How good are government agencies at dealing with the needles they do find? Let me quote one paragraph from a contributor to the online site Slashdot: News for Nerds, Stuff that Matters:
Every time there is a terrorist attack in the West, it turns out that the perpetrator was known to security services. Lee Rigby’s murderers were held by Kenyan security services and MI5 tried to recruit them. The 7/7 and Glasgow airport attackers had all previously been on MI5’s radar. The Charlie Hebdo attackers were known to French security services, as was Canada’s parliament attacker. The US security services had been alerted to the Boston bombers by the Russian security services. It’s the same story time and time again, these attackers don’t turn up out of the blue, consistently they’re people who have long been on the radar and have reached a point of radicalisation where they decide to cross the line. If we can’t even stop people that we know think this sort of terrorist attack is okay, then what will logging everyone’s data achieve?
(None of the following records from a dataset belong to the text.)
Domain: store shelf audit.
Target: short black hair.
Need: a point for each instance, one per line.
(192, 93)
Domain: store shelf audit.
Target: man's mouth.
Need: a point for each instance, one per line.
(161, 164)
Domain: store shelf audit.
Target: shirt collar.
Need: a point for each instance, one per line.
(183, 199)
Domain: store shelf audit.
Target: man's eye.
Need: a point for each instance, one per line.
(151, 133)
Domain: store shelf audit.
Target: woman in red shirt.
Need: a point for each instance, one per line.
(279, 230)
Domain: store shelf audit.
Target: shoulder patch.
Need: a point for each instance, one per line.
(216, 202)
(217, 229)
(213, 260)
* Anthony Durham retired after careers as a research scientist and computer software publisher and is a long-serving member of the Lib Dems, living in Greenwich



2 Comments
Anthony: I assume, as an former computer researcher and practitioner, you have firstly read and understood the key disclosures arising from the Edward Snowden papers, and secondly you have reviewed the full text of the draft bill and read the first 34 pages (the rest of the document lists all the clauses that will be in the bill and describes their intent)?
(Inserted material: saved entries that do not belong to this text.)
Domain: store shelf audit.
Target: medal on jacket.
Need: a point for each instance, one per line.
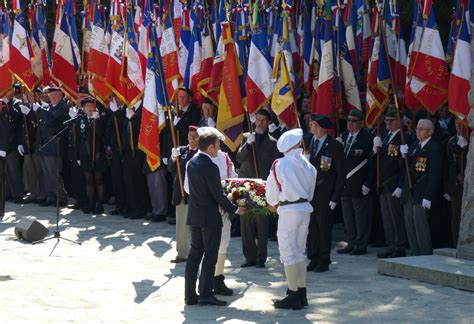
(325, 163)
(392, 150)
(421, 164)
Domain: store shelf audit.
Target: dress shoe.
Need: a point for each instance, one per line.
(220, 287)
(211, 300)
(321, 268)
(178, 260)
(347, 249)
(248, 264)
(358, 252)
(398, 254)
(384, 254)
(312, 265)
If not it can be found by following the links in this article:
https://www.libdemvoice.org/draft-investigatory-powers-bill-the-key-points-48132.html
(Many thanks to LDV for publishing this very useful article and links.)
I think the Guardian article on which that article is based does a good job of summarizing the bill. The Guardian has also published several related articles that seem to be quite balanced in their view and content…
Re: New Scientist’s editorial
“As we went to press, the precise content of the bill was still under wraps. But even its outlines are worrying.”
So this editorial is not based on fact.
Re: Slashdot: News for Nerds, Stuff that Matters
Not really a news site and from the level of uninformed comments, not frequented by people who actually know much about IT. I suggest that the typical contributor to LDV could make a more meaningful contribution to the debate than many of those commenting at Slashdot…
However, in saying all of the above, your last question “How good are government agencies at dealing with the needles they do find?” is a good and valid, however, what is also clear is that government agencies do actually miss/overlook needles and only discover them on revisiting the data.
Please await a detailed comment from Liberty. As Nick Clegg was saying in the Commons the detail, under the bonnet, matters.